ABC WORLD NEWS TONIGHT INTERVIEW ON TITANIC

Tuesday, May 22, 2012

Going to the NATO Demonstration

First you ride the train without any backpacks or suitcases or satchels of any kind. No one is on the train on the third day of the NATO Summit. You ride along as a suspicious conductor with SECURITY takes your ticket and then moves on grim faced to scan the car for anything that shouldn't be there. It is bright and sunny and a warm seventy degrees in Chicago but everyone is staying away. More guys with guns and SECURITY on their back sweep through the METRA car and look at you and then your book and then they sweep the car the way the conductor did moments before. This happens every five minutes as you stop at stations with armed men standing at attention like soldiers.

In Chicago you get off with the other silent travelers. Grim. The world is grim today. Something could go off in Ogilvy Station and you hurry past cops and guards and plainclothes men and beat it out of there because you really don't want to be that casualty. Then you start to walk toward the lake where the demonstration is supposed to be. Crossing the Chicago river on foot you realize Chicago is a ghost town. You have never seen the city so empty before on a Monday when people should be bustling from lunch to offices to cabs to bars to restaurants. The few people walk stone faced to their destinations and you wade into the cops on every corner and keep walking East.

Finally you see the squad cars and the humanity. Multicolored people across Michigan Avenue on the North side of Millennium Park. They have blocked off Randolf and you pass through the army of police. You have never seen so many police before.They are all in black with riot vests and guns and masks and there are brown shirted State Cops to back them up and then there are lines of police that cannot be crossed and then are lines of bike police and then there are city buses full of more cops. It is a police convention, a police city. And in the center of all this are the demonstrators. They seem very inconsequential and not a threat at all as they play music and listen to a speaker no one can hear.

You are dressed like someone who is working downtown so you slip between the police and shoot pictures and the silence that hangs over the world is there and you feel like someone could light a fuse and the whole place would blow up. A helicopter shakes the air and hovers overhead. A man with one shoe calls out to the cops who don't move. They just stand there as human warnings. And it works. The demonstration is more like Halloween, people playing at demonstrating.
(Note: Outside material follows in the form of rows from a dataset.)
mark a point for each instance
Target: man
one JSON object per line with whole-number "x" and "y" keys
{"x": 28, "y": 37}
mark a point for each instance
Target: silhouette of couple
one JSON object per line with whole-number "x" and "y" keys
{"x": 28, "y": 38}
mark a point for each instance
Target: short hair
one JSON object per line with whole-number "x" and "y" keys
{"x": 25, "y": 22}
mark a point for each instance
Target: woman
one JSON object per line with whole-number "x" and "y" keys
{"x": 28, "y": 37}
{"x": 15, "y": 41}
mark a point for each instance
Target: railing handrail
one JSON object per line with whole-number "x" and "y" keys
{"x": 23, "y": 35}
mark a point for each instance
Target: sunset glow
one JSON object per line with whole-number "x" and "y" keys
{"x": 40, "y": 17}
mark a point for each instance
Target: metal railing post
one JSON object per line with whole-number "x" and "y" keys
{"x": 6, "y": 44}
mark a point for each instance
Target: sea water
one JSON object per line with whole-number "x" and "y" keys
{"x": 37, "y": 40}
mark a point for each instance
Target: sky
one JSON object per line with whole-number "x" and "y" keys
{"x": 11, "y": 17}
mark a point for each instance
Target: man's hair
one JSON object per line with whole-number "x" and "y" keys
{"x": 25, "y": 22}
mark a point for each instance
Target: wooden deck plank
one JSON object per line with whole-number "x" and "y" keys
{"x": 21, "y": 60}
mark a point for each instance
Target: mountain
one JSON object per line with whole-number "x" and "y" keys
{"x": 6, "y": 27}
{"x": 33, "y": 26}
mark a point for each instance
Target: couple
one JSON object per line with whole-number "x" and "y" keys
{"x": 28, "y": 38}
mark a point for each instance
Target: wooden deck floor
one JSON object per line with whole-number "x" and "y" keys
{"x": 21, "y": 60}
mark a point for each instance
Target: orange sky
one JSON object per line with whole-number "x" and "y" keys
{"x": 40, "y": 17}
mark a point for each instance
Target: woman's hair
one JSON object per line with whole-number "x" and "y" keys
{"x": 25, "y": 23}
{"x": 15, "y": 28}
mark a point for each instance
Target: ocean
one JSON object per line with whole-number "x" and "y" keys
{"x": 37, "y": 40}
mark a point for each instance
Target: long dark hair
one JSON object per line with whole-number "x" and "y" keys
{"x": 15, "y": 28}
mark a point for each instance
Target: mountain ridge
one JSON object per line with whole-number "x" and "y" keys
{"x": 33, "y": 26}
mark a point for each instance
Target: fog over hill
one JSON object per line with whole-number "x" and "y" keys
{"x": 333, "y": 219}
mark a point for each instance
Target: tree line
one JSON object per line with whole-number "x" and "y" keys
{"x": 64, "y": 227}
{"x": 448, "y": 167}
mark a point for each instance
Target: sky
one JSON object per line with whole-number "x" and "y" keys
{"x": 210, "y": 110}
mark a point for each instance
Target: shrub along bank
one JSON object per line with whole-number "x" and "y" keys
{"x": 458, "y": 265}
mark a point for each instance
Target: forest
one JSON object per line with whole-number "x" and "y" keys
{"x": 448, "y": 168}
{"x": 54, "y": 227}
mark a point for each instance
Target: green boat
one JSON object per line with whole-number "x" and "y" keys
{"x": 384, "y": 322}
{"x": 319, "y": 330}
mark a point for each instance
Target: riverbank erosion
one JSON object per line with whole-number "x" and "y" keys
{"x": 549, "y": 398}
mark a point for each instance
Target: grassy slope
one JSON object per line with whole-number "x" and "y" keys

So you slip through the cop lines and take more pictures of cops, demonstrators, the ACLU observers in green hats, the bicycle cops, the state cops, the black shirted paramilitary cops. The air doesn't move and everyone just waits. Waits for something to happen.

But nothing does. Eventually you have a train to catch. A girls softball game with your daughter. You hurry back to the train and ride home with the commuters. No one talks. The Security Sweeps don't happen. The NATO Summit has ended. You show the photos around to your friends and they ask if you were there. Yeah, I was there you say, and even then you aren't quite sure you aren't lying.